Blockchains Diese Technologie wird die digitale Welt verändern

Das Prinzip der digitalen Währung Bitcoin ist es, alle Transaktionen in einer für jeden Nutzer einsehbaren verketteten Liste zu speichern. Diese Technologie erfasst nun die gesamte digitale Welt.

Von Johannes Boie

Accenture, Cisco, IBM, J. P. Morgan, Mitsubishi, Intel, Fujitsu, Wells Fargo . . . man kann sagen, dass es schon weniger prominente Zusammenschlüsse von Firmen gegeben hat. Die genannten sind fest entschlossen, ihren Platz in der Technologie- und Finanzwelt zu behaupten, indem sie sich - Überraschung! - einer Innovation verpflichten. Unter dem Dach der Linux-Foundation, einem gemeinnützigen Konsortium, das freie Software in der Welt verbreitet, wollen sich die Industrie- und Service-Giganten künftig der Technologie der Blockchain widmen.

Der was? In der Tat, der Begriff der "Blockchain" ist bislang eher wenigen Menschen bekannt.
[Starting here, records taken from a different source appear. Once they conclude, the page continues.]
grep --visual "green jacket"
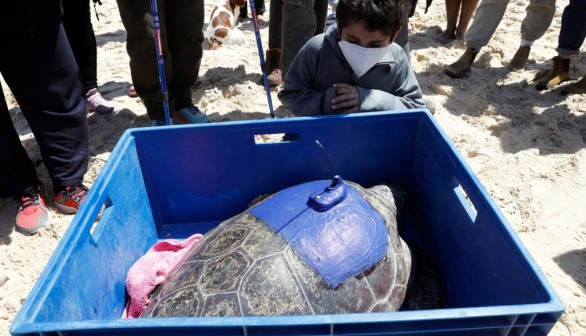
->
[278,26,425,116]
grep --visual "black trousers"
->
[61,0,98,95]
[117,0,204,120]
[0,23,89,197]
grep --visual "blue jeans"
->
[556,0,586,56]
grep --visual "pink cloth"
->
[122,233,202,318]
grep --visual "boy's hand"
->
[332,83,360,113]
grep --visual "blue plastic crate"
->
[10,110,564,336]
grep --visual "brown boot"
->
[535,56,570,91]
[561,76,586,95]
[507,47,531,71]
[266,48,283,86]
[444,48,478,78]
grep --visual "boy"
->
[278,0,425,116]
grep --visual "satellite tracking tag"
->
[250,176,387,288]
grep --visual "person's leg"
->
[61,0,114,114]
[0,24,89,192]
[455,0,478,42]
[166,0,209,123]
[437,0,466,43]
[521,0,555,41]
[556,0,586,56]
[535,0,586,93]
[395,15,411,62]
[117,0,173,121]
[507,0,555,71]
[281,0,317,77]
[444,0,509,78]
[61,0,98,94]
[466,0,509,52]
[238,1,248,22]
[0,85,40,198]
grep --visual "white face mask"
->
[338,40,389,77]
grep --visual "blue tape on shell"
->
[250,179,387,288]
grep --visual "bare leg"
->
[455,0,479,42]
[437,0,460,43]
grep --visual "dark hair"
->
[336,0,410,36]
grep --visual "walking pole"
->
[151,0,171,125]
[249,0,275,118]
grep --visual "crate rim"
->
[10,109,565,334]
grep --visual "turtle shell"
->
[141,183,411,317]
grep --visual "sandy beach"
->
[0,0,586,336]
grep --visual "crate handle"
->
[90,196,113,243]
[254,133,299,145]
[453,178,478,223]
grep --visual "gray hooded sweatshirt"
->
[278,26,425,116]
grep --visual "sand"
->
[0,0,586,336]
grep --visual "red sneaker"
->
[55,184,89,214]
[16,187,48,235]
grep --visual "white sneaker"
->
[85,89,114,114]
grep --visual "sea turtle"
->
[141,177,411,317]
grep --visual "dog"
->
[206,0,246,50]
Das dürfte bald anders sein, denn es sieht ganz danach aus, als änderte die Blockchain früher als später sehr viel: die Art und Weise, wie Verträge zustande kommen, wie Bankgeschäfte ablaufen, wie Rechte, zum Beispiel Urheberrechte, verwaltet werden oder wie Grundbücher gehandhabt werden. Der Zusammenschluss der Firmen ist in Anbetracht dieses ökonomischen und gesellschaftlichen Potenzials nur ein kleiner Schritt auf dem Weg in eine Welt mit Blockchain.

Bitcoins sind sicher

Aber worum geht es überhaupt? Wer überhaupt schon mal auf den Begriff gestoßen ist, hat ihn wohl in Verbindung mit der Währung Bitcoin gehört. Bitcoin gilt vor allem als digitales, anonymes Zahlungsmittel für Kriminelle. Das mag spannend klingen, wird der Währung aber nicht gerecht. Tatsächlich ist Bitcoin ein außergewöhnlich sicheres und gleichzeitig transparentes System, mit dem jeder, der sich dafür registriert, Geld hin und her schicken kann. Sei es, um in einem Café zu bezahlen (das Café müsste Bitcoin als Währung akzeptieren, in den USA gibt es das bereits), oder um bei einem Freund ein paar Schulden zu begleichen.

Die Grundlage dieses Systems, dessen Implikationen für das bestehende Bankwesen und klassische Währungen kaum abzusehen sind, ist eben genau diese Technologie: die Blockchain. Wie das Wort erahnen lässt, handelt es sich um eine (virtuelle) Kette aus Blöcken. In diesen Blöcken sind die Transaktionen aller Menschen, die etwas mit Bitcoin bezahlt haben, gespeichert. Die Blockchain wächst mit weiteren Transaktionen an und enthält in der Art einer Liste die Kontostände aller Bitcoin-Nutzer zu jedem beliebigen Zeitpunkt.

Dementsprechend gibt es übrigens, nebenbei bemerkt, keine virtuellen "Bitcoin-Münzen", von denen manchmal aus Gründen der Anschaulichkeit berichtet wird. Vielmehr ist der Besitz eines Menschen, der große Summen in der Währung besitzt, lediglich das Guthaben, das sich aus dem aktuellen Stand der digitalen Liste für ihn errechnet. Die Liste ist - so gesehen - identisch mit der Währung. Weil diese Liste auf mehreren Computern gespeichert wird und für alle Nutzer einsehbar ist, ist garantiert, dass sie nicht gefälscht werden kann. Eine sichere Währung - das ist schon mal sehr, sehr viel für eine junge Technologie.